Enlarge / An AI-generated picture that includes my late father’s handwriting.

Benj Edwards / Flux

Rising up, if I wished to experiment with one thing technical, my dad made it occur. We shared dozens of tech adventures collectively, however these adventures had been reduce quick when he died of most cancers in 2013. Because of a brand new AI picture generator, it seems that my dad and I nonetheless have yet one more journey to go.

Just lately, an nameless AI hobbyist found that a picture synthesis mannequin known as Flux can reproduce somebody’s handwriting very precisely if specifically skilled to take action. I made a decision to experiment with the method utilizing written journals my dad left behind.

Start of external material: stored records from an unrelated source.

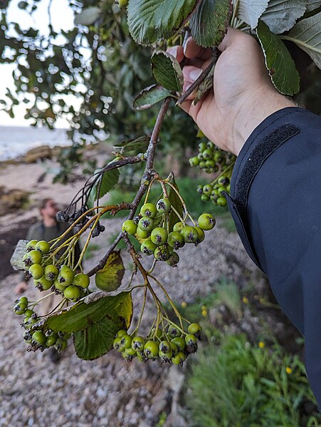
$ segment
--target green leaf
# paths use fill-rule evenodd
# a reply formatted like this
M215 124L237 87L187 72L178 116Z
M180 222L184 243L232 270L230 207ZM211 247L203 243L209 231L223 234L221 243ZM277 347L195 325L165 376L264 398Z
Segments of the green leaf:
M115 151L117 151L120 154L127 155L133 150L145 150L149 143L149 136L140 136L135 140L123 141L120 144L115 144L112 147Z
M197 44L218 46L226 34L231 11L231 0L203 0L189 21L191 34Z
M99 18L102 11L95 6L87 7L75 16L75 25L92 25Z
M97 272L95 276L96 286L102 291L115 291L120 286L124 274L122 257L118 252L113 252L102 269Z
M73 346L77 356L83 360L93 360L103 356L112 349L115 336L122 328L121 321L107 314L84 331L75 332Z
M300 77L294 61L282 40L260 21L256 34L262 46L265 65L279 92L294 95L300 89Z
M261 19L273 33L280 34L292 29L306 9L306 0L270 0Z
M154 53L151 62L152 72L157 83L172 92L181 92L184 76L176 58L167 52L159 52Z
M310 12L321 6L321 0L307 0L307 11Z
M171 37L196 4L196 0L130 0L127 21L132 37L144 45Z
M173 96L169 91L159 85L152 85L140 93L134 99L132 106L138 110L147 110L169 96Z
M258 19L268 7L268 0L240 0L238 17L253 29L258 26Z
M105 292L95 292L60 313L36 322L32 329L64 333L83 331L107 314L113 319L120 319L124 327L129 327L132 315L130 293L121 292L112 297Z
M321 12L298 22L283 38L295 43L321 69Z
M174 174L172 173L171 173L171 175L169 175L169 182L172 185L174 185L174 187L177 190L179 190L179 187L177 187L177 184L175 182L175 179L174 178ZM176 210L179 212L179 214L181 217L182 213L183 213L183 204L181 203L181 200L179 197L177 192L174 190L173 190L173 188L172 188L172 187L169 187L169 190L168 192L168 198L169 200L169 202L171 202L171 205L172 206L174 206L174 207L176 209ZM171 210L171 212L169 214L169 220L170 232L173 230L173 227L174 227L174 224L179 222L180 220L181 220L178 217L177 214L173 210Z

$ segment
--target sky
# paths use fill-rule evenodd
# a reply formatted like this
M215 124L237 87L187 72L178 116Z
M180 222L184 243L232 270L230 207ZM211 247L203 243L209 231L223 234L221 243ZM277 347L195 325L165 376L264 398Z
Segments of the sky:
M41 0L38 3L37 11L31 16L28 12L18 7L20 0L11 0L10 8L7 12L8 20L18 22L21 28L28 29L33 27L40 30L46 34L48 33L49 16L48 6L51 3L51 24L53 29L59 32L60 30L68 31L74 27L73 11L69 7L68 0ZM14 68L13 64L0 65L0 99L4 97L6 88L14 89L14 79L11 73ZM23 103L17 106L14 110L16 117L11 118L9 115L0 111L0 125L28 126L30 121L23 118L26 113L26 106ZM60 120L56 125L58 128L66 128L68 123L65 120Z

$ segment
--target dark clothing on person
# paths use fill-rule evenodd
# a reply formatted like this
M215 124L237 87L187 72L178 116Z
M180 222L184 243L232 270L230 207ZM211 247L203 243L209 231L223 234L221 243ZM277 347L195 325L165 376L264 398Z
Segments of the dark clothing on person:
M251 258L305 338L305 366L321 407L321 117L290 107L244 144L228 204Z

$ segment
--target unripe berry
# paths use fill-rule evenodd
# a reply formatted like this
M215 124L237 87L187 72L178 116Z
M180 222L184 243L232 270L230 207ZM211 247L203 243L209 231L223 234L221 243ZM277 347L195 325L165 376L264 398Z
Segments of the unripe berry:
M161 245L164 245L166 243L167 236L167 232L165 229L162 227L157 227L152 230L150 235L150 240L157 246L160 246Z
M184 242L184 237L181 234L177 231L172 231L170 232L167 237L167 243L174 249L179 249L181 247Z
M158 356L159 343L156 341L147 341L144 346L144 354L148 359L154 359Z
M146 239L140 246L141 252L145 255L152 255L156 248L156 245L152 242L150 237Z
M157 213L156 206L153 203L145 203L140 209L140 215L142 217L148 217L149 218L154 218Z
M46 240L40 240L36 245L36 250L40 251L43 255L45 255L50 251L50 245L48 242L46 242Z
M157 261L167 261L169 258L169 251L166 246L157 246L154 251L154 256Z
M201 230L208 230L214 227L216 220L211 214L204 213L199 217L197 222L199 223L199 227L201 228Z
M29 267L29 273L35 280L38 280L43 276L43 267L40 264L33 264Z
M56 265L51 264L45 267L45 272L43 276L45 279L46 279L47 280L49 280L50 282L53 282L53 280L55 280L58 277L58 273L59 271L58 268L56 267Z
M85 273L78 273L73 278L73 284L75 286L80 286L84 289L88 287L90 282L88 274L85 274Z
M132 236L135 234L137 226L132 220L127 220L122 223L122 230L127 232L130 236Z
M71 284L65 289L63 295L68 299L75 299L80 296L80 290L77 286Z
M160 213L167 213L171 210L171 202L167 198L159 199L156 203L156 209Z
M154 221L148 217L142 217L138 222L138 227L143 231L152 231L154 226Z
M191 227L190 225L184 227L181 233L186 243L195 243L199 237L197 230L195 227Z

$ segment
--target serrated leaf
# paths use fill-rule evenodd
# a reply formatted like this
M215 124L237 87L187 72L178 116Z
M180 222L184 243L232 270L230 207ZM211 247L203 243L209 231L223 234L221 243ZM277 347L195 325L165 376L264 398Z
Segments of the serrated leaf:
M120 153L120 154L127 155L132 153L133 150L142 151L145 150L149 143L149 137L148 136L140 136L135 140L130 141L123 141L120 144L115 144L113 148L115 151Z
M93 6L87 7L75 16L75 25L92 25L99 18L101 10L99 7Z
M168 38L193 11L196 0L130 0L127 22L130 34L140 44L151 45Z
M128 327L132 315L130 293L121 292L115 296L106 296L105 292L95 292L58 314L40 320L33 325L32 329L52 329L64 333L83 331L99 321L106 314L112 319L120 318Z
M298 22L283 38L295 43L321 69L321 12Z
M307 0L307 11L310 12L321 6L321 0Z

The outcomes astounded me and raised deep questions on ethics, the authenticity of media artifacts, and the non-public which means behind handwriting itself.

Past that, I am additionally completely satisfied that I get to see my dad’s handwriting once more. Captured by a neural community, a part of him will reside on in a dynamic approach that was unimaginable a decade in the past. It has been some time since he died, and I’m now not grieving. From my perspective, it is a celebration of one thing nice about my dad—reviving the distinct approach he wrote and what that conveys about who he was.

An AI-generated image using Flux and "Dad's Uppercase" and the prompt: A square piece of note paper centered on a warm wooden desktop. The note reads: "THROUGH AI, PART OF ME CAN LIVE FOREVER. --DAD" Several computer chips sit on the desk near the note.
Enlarge / An AI-generated picture utilizing Flux and “Dad’s Uppercase” and the immediate: A sq. piece of observe paper centered on a heat wood desktop. The observe reads: “THROUGH AI, PART OF ME CAN LIVE FOREVER. –DAD” A number of laptop chips sit on the desk close to the observe.

Benj Edwards / Flux

I admit that copying somebody’s handwriting so convincingly may deliver risks. I have been warning for years about an upcoming period the place digital media creation and mimicry is totally and effortlessly fluid, nevertheless it’s nonetheless wild to see one thing that appears like magic work for the primary time. It is tempting to say we’re entering into a brand new world the place all types of media can’t be trusted, however in actual fact, we’re being given additional proof of what was all the time the case: Recorded media has no intrinsic truthfulness, and we have all the time judged the credibility of data from the popularity of the messenger.

This fluidity in media creation is completely exemplified by Flux’s strategy to handwriting synthesis. One of the crucial attention-grabbing issues concerning the Flux answer is that the ensuing handwriting is dynamic. For essentially the most half, no two letters are rendered in precisely the identical approach. A neural community just like the one which drives Flux is a big internet of chances and approximations, so the imperfect circulation of handwriting is a perfect match. Additionally, not like a font in a phrase processor, you may natively insert the handwriting into AI-generated scenes, akin to indicators, cartoons, billboards, chalkboards, TV pictures, and way more.

It is value noting that neither I nor the one who lately found that Flux can reproduce penmanship had been the primary to make use of neural networks to clone handwriting—analysis into that extends again years—nevertheless it has lately change into virtually trivially cheap to take action utilizing both a cloud service or consumer-level {hardware} in case you have the writing samples readily available.

This is how I introduced a chunk of my dad again to life.

The invention

As a day by day tech information author, I keep watch over the newest improvements in AI picture era. Late final month whereas shopping Reddit, I observed a publish from an AI imagery hobbyist who goes by the title “fofr“—pronounced “Foffer,” he advised me, so let’s name him that for comfort. Foffer introduced that he had replicated J.R.R. Tolkien’s handwriting utilizing scans present in archives on-line.

Foffer initially made the Tolkien mannequin accessible for others to make use of, however he voluntarily took it down two days later when he started to fret about folks misusing it to create handwriting within the type of J.R.R. Tolkien. However the handwriting-cloning method he found was now public information.